As of publication of this blog, both Dataprobe and CyberPower have released fixes for these vulnerabilities with CyberPower DCIM version 2.6.9 of their PowerPanel Enterprise software and the latest 1.44.08042023 version of the Dataprobe iBoot PDU firmware. We strongly urge all potentially impacted customers to download and install these patches immediately.
In addition to the official patches, we would suggest taking additional steps for any devices or platforms potentially exposed to 0-day exploitation by these vulnerable products:
• Ensure that your PowerPanel Enterprise or iBoot PDU are not exposed to the wider Internet. Each should be reachable only from within your organization’s secure intranet.
o In the case of the iBoot PDU, we suggest disabling remote access via Dataprobe’s cloud service as an added precaution.
• Modify the passwords associated with all user accounts and revoke any sensitive information stored on both appliances that may have been leaked.
• Update to the latest version of PowerPanel Enterprise or install the latest firmware for the iBoot PDU and subscribe to the relevant vendor’s security update notifications.
o Although this measure in and of itself will not reduce risk of attack via the vulnerabilities described in this document, updating all your software to the latest and greatest version promptly is the best practice for ensuring your window of exposure is as short as possible in this and future cases.
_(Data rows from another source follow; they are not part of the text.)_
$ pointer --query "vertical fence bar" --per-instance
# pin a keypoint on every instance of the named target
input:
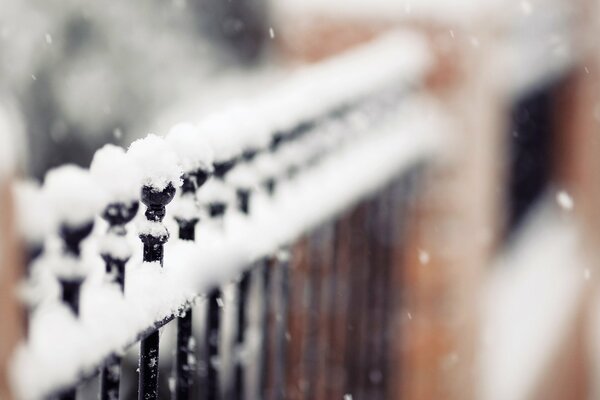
(71, 286)
(184, 348)
(156, 202)
(265, 349)
(324, 275)
(118, 176)
(276, 384)
(242, 325)
(336, 374)
(358, 260)
(212, 344)
(117, 215)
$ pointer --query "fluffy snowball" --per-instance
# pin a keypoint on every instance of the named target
(74, 196)
(158, 162)
(117, 174)
(223, 133)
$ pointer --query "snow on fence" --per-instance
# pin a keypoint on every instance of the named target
(220, 196)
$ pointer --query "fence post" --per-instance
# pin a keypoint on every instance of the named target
(156, 202)
(196, 173)
(217, 208)
(160, 173)
(75, 199)
(119, 177)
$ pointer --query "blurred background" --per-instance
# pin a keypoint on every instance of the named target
(499, 284)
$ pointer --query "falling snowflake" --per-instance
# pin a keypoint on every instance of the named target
(564, 200)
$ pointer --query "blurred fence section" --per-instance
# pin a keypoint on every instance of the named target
(297, 199)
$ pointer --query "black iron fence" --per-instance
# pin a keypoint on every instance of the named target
(276, 203)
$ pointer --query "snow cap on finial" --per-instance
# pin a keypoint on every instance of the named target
(223, 133)
(158, 162)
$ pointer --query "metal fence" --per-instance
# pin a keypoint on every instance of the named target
(298, 200)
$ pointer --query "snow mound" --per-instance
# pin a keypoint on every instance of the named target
(158, 162)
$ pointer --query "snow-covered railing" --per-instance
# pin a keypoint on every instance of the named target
(238, 186)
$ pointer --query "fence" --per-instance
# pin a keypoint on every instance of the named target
(261, 196)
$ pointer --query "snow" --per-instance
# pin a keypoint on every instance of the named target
(242, 177)
(34, 220)
(66, 266)
(114, 245)
(62, 348)
(116, 172)
(158, 162)
(191, 147)
(538, 283)
(222, 130)
(564, 200)
(152, 228)
(185, 207)
(109, 322)
(73, 195)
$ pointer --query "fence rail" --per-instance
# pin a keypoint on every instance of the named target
(281, 167)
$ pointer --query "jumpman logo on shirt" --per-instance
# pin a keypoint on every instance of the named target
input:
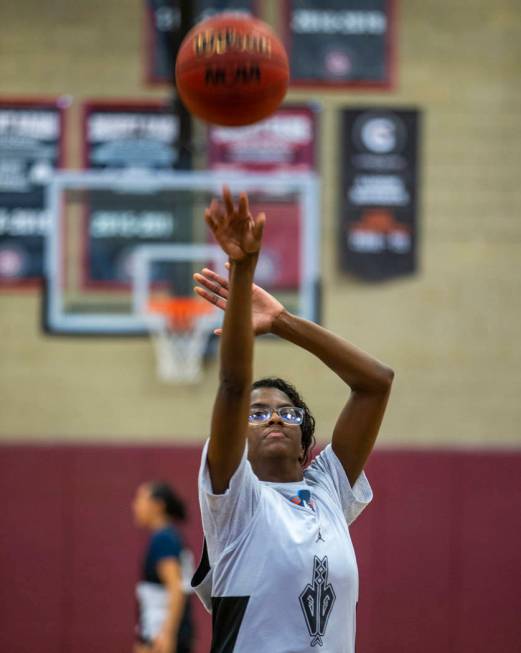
(317, 601)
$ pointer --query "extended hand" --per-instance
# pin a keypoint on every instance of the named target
(214, 288)
(236, 231)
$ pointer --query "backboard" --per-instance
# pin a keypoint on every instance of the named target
(100, 260)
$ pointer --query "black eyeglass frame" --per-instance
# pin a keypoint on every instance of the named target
(300, 412)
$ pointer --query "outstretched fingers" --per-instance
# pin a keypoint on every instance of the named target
(244, 208)
(228, 200)
(260, 221)
(210, 297)
(212, 281)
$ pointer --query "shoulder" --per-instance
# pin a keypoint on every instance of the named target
(166, 541)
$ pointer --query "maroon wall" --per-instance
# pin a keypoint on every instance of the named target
(438, 550)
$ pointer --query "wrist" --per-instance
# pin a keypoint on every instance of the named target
(246, 261)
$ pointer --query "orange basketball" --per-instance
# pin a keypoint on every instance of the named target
(231, 70)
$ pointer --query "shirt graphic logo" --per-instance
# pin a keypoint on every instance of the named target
(317, 601)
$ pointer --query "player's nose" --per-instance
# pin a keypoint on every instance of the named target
(275, 418)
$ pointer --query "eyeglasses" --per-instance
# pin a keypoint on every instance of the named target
(288, 414)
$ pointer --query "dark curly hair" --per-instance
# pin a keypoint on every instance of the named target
(308, 425)
(172, 504)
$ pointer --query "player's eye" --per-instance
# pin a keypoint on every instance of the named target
(292, 414)
(259, 415)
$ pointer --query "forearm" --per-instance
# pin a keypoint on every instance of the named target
(236, 355)
(230, 412)
(356, 368)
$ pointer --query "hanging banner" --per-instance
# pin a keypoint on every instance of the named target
(285, 142)
(339, 43)
(378, 207)
(131, 137)
(163, 31)
(31, 148)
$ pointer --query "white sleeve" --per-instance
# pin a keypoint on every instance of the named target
(225, 516)
(328, 472)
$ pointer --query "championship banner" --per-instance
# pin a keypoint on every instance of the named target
(139, 137)
(378, 219)
(31, 148)
(339, 43)
(285, 142)
(163, 31)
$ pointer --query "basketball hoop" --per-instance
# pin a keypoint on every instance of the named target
(180, 328)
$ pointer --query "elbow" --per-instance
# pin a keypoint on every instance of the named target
(381, 380)
(385, 378)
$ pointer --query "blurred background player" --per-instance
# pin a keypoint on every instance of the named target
(165, 620)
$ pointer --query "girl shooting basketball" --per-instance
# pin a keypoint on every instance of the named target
(279, 571)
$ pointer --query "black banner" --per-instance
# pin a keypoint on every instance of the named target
(379, 192)
(130, 137)
(164, 34)
(31, 146)
(339, 42)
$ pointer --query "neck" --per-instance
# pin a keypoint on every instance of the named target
(276, 470)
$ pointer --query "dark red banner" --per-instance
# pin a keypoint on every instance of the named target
(378, 208)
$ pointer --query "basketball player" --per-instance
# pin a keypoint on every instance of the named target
(165, 622)
(278, 570)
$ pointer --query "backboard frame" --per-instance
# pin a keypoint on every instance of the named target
(57, 321)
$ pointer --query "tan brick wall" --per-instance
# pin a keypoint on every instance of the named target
(451, 332)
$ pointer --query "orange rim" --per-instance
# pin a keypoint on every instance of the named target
(180, 312)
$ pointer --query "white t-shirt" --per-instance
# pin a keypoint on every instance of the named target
(283, 577)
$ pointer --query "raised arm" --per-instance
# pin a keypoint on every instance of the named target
(370, 381)
(240, 237)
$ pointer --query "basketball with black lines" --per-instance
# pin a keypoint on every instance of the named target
(231, 70)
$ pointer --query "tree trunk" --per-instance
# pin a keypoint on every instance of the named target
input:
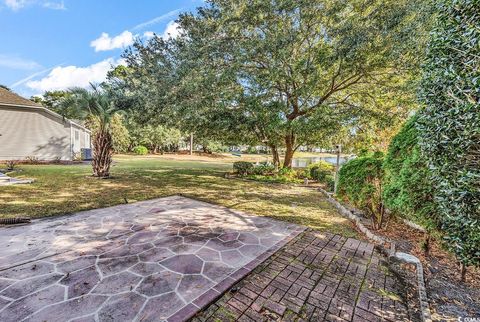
(102, 154)
(463, 272)
(276, 157)
(290, 150)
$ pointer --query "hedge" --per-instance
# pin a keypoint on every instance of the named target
(407, 183)
(360, 183)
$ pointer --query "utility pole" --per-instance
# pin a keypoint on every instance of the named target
(337, 167)
(191, 143)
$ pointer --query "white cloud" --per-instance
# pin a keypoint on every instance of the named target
(172, 30)
(54, 5)
(72, 76)
(105, 42)
(156, 20)
(148, 34)
(14, 62)
(29, 77)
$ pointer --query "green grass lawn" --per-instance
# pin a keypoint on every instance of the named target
(64, 189)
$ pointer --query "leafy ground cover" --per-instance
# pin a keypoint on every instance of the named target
(64, 189)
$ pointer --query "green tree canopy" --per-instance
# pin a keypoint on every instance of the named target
(285, 72)
(449, 125)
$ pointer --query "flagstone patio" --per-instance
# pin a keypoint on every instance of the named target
(157, 260)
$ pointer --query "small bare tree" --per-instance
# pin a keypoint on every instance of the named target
(96, 105)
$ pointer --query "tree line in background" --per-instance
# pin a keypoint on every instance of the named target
(431, 173)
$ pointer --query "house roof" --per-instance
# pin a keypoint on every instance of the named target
(13, 100)
(10, 98)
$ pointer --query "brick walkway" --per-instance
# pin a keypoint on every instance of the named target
(316, 277)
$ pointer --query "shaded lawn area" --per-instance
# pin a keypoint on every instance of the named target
(64, 189)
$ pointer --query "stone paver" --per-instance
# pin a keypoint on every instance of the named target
(162, 259)
(316, 277)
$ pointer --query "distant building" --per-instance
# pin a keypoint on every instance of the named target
(27, 129)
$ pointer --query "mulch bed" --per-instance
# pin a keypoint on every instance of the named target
(449, 297)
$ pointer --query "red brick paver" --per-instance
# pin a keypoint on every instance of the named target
(316, 277)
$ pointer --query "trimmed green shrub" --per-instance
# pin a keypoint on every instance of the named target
(263, 169)
(288, 173)
(407, 186)
(242, 167)
(360, 183)
(320, 170)
(140, 150)
(449, 125)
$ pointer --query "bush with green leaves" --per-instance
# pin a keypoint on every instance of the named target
(263, 169)
(407, 186)
(320, 170)
(449, 124)
(329, 182)
(360, 183)
(243, 168)
(140, 150)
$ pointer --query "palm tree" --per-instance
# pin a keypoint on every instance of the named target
(96, 105)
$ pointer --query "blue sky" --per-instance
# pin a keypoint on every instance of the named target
(55, 44)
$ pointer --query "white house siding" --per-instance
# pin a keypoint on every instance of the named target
(82, 141)
(26, 132)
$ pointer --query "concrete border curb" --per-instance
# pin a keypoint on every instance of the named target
(402, 257)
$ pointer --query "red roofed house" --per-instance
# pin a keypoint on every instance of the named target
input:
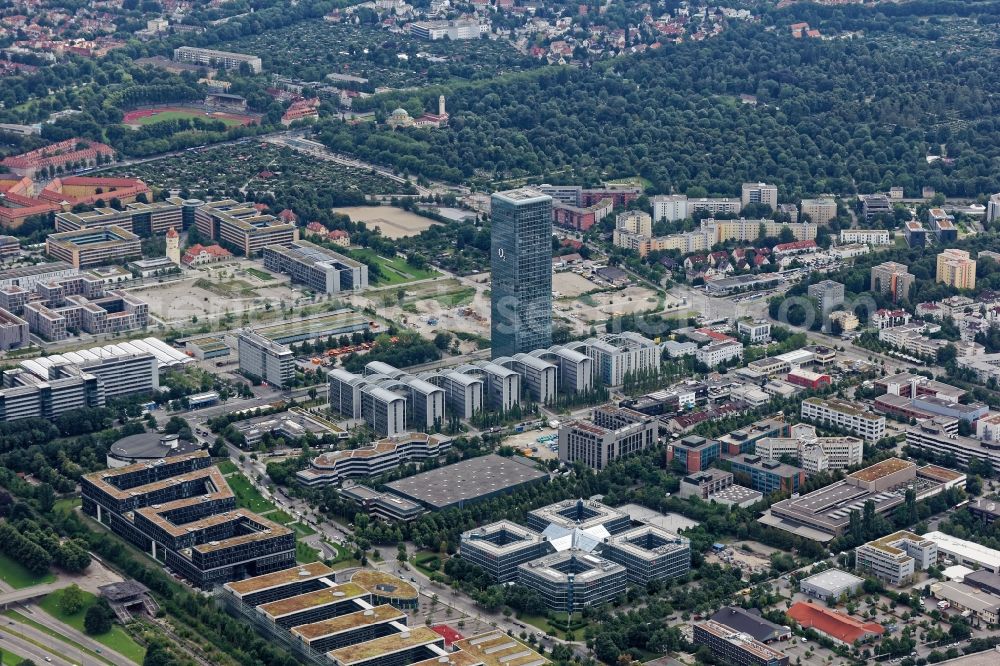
(839, 627)
(300, 110)
(73, 190)
(198, 254)
(339, 237)
(75, 152)
(16, 202)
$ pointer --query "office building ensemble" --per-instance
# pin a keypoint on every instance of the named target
(845, 415)
(610, 433)
(264, 359)
(896, 557)
(956, 269)
(576, 553)
(826, 512)
(14, 331)
(242, 228)
(181, 511)
(736, 647)
(381, 456)
(521, 269)
(324, 270)
(325, 618)
(216, 59)
(49, 386)
(142, 219)
(892, 279)
(92, 247)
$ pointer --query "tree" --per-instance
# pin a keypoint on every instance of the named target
(96, 621)
(72, 600)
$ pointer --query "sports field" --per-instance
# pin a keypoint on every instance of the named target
(156, 115)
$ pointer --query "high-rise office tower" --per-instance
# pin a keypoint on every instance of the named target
(521, 250)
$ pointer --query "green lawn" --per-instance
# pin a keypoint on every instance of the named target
(117, 639)
(301, 529)
(11, 659)
(305, 554)
(66, 505)
(177, 115)
(247, 496)
(17, 576)
(279, 516)
(395, 270)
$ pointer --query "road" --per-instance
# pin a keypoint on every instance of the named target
(63, 653)
(46, 620)
(14, 643)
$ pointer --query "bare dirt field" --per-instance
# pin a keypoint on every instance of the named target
(568, 284)
(394, 222)
(211, 293)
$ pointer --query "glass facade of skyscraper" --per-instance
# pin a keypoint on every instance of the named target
(521, 307)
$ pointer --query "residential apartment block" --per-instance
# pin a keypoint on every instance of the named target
(216, 59)
(848, 416)
(865, 236)
(956, 269)
(760, 193)
(893, 279)
(820, 211)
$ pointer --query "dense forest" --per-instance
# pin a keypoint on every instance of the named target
(839, 116)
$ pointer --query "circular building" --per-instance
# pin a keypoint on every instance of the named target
(147, 446)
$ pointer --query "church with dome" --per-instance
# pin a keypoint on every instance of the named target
(401, 118)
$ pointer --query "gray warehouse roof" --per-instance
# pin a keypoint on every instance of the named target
(466, 481)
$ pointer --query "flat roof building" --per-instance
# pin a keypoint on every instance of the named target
(897, 557)
(736, 647)
(649, 553)
(521, 256)
(467, 481)
(572, 580)
(264, 359)
(830, 584)
(324, 270)
(216, 59)
(749, 621)
(610, 433)
(501, 547)
(964, 552)
(93, 247)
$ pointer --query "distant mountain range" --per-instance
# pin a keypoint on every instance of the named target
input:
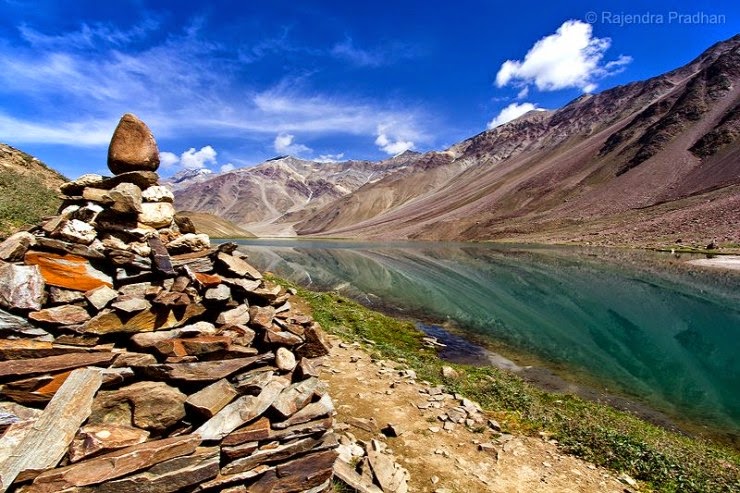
(651, 161)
• Finally, Trellix Customers are also protected with endpoint (EDR), and network (NX, Helix) detections of these vulnerabilities.
Thanks to the explosion of IoT devices and AI applications in the past few decades, connected technologies today are a part of nearly every aspect of daily life – from the home to the enterprise. The services and capabilities enabled through the latest internet technologies greatly influence societal and cultural changes, as was experienced throughout the COVID-19 pandemic.
With how incredibly significant these services are for consumers and businesses, it’s clear that cybersecurity for the data centers making them possible is essential. It isn’t wrong to say today that proper cybersecurity posture and defenses for data centers are essential to the basic functioning of our economy and society. This level of importance makes them a target for threat actors looking to implement attacks on nation-states, ransom critical infrastructure, or conduct espionage for foreign nations.
Thus, the devices and software platforms that service data centers must remain secure and updated, and the vendors producing this hardware and software have processes in place for quick and efficient response following vulnerability disclosures.
We applaud both CyberPower and Dataprobe for their willingness and expediency in working with our team following the discovery of these vulnerabilities. Their responsiveness in creating protections for these vulnerabilities and releasing a patch for their customers shows true organizational maturity and drive to improve security across the entire industry.
This document and the information contained herein describes computer security research for educational purposes only and the convenience of Trellix customers. Trellix conducts research in accordance with its Vulnerability Reasonable Disclosure Policy | Trellix. Any attempt to recreate part or all of the activities described is solely at the user’s risk, and neither Trellix nor its affiliates will bear any responsibility or liability.